Primitive Ventures’ Lau said, “Founders that we chatted with are concerned about regulatory risk… because if they put US equities on-chain, whether through spot or on perpetuals, they’re effectively selling it to global users.”
Complications arise when tokenizing private credit as well, according to Dmitriy Berenzon, a partner at early-stage venture firm Archetype, which is an investor of rwa.xyz.
“In the private credit component, one of the things that I think is the hardest to solve is recourse, because you are trying to reconcile a global borrower base with local jurisdictions,” Berenzon said to Sherwood. “If you’re lending to someone in a certain country and they default, who manages the recourse to actually get those assets or some form of assets back?”
Robinhood, which started allowing retail investors based in the European Union to trade tokens representing shares of OpenAI, a private company, is already seeing that play out. OpenAI CEO Sam Altman urged traders to “be careful,” saying OpenAI tokens are not OpenAI equity. “We did not partner with Robinhood, were not involved in this, and do not endorse it,” Altman wrote in a social media post on July 2.

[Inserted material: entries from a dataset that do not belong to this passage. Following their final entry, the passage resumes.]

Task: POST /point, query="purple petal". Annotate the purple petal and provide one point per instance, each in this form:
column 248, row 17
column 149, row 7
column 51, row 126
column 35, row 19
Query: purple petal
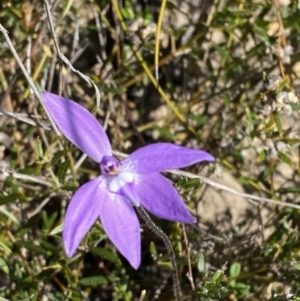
column 157, row 195
column 78, row 125
column 121, row 224
column 159, row 157
column 82, row 212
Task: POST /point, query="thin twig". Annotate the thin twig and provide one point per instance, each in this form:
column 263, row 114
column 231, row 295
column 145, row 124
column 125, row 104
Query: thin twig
column 29, row 80
column 24, row 118
column 149, row 223
column 64, row 58
column 188, row 251
column 15, row 175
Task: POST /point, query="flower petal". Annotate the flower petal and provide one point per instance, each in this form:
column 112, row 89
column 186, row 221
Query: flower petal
column 163, row 156
column 78, row 125
column 122, row 227
column 82, row 212
column 158, row 195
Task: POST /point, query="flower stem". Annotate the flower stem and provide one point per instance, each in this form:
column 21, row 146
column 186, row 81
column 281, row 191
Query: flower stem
column 149, row 223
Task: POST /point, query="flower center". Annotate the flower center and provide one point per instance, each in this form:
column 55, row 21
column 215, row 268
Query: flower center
column 109, row 166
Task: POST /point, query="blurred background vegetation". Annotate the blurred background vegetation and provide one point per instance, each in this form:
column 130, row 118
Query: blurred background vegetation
column 228, row 83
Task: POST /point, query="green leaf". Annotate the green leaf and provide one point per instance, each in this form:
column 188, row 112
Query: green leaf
column 30, row 224
column 31, row 247
column 283, row 157
column 8, row 199
column 296, row 265
column 105, row 254
column 57, row 229
column 165, row 132
column 62, row 171
column 57, row 156
column 97, row 280
column 235, row 269
column 218, row 276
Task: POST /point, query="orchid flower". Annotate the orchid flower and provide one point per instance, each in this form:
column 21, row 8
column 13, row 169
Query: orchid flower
column 134, row 181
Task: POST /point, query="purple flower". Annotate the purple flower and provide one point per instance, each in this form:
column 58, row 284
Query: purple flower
column 135, row 180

While OpenAI has an estimated $300 valuation and many investors are eager for any way into the company, Berenzon also highlighted the possibility of a “lemons market” dilemma where “things that are going on-chain are actually the lowest-quality opportunities that cannot find capital elsewhere.” For issuers looking to use crypto rails to finance assets in the real world, he stressed the importance of ensuring they’re financing a high-quality asset.
Just as oracles present a bottleneck in DeFi, the quality of tokenized assets creates similar risks. When a blockchain opens global rails to finance anything, that capability raises a question: are we financing the right things?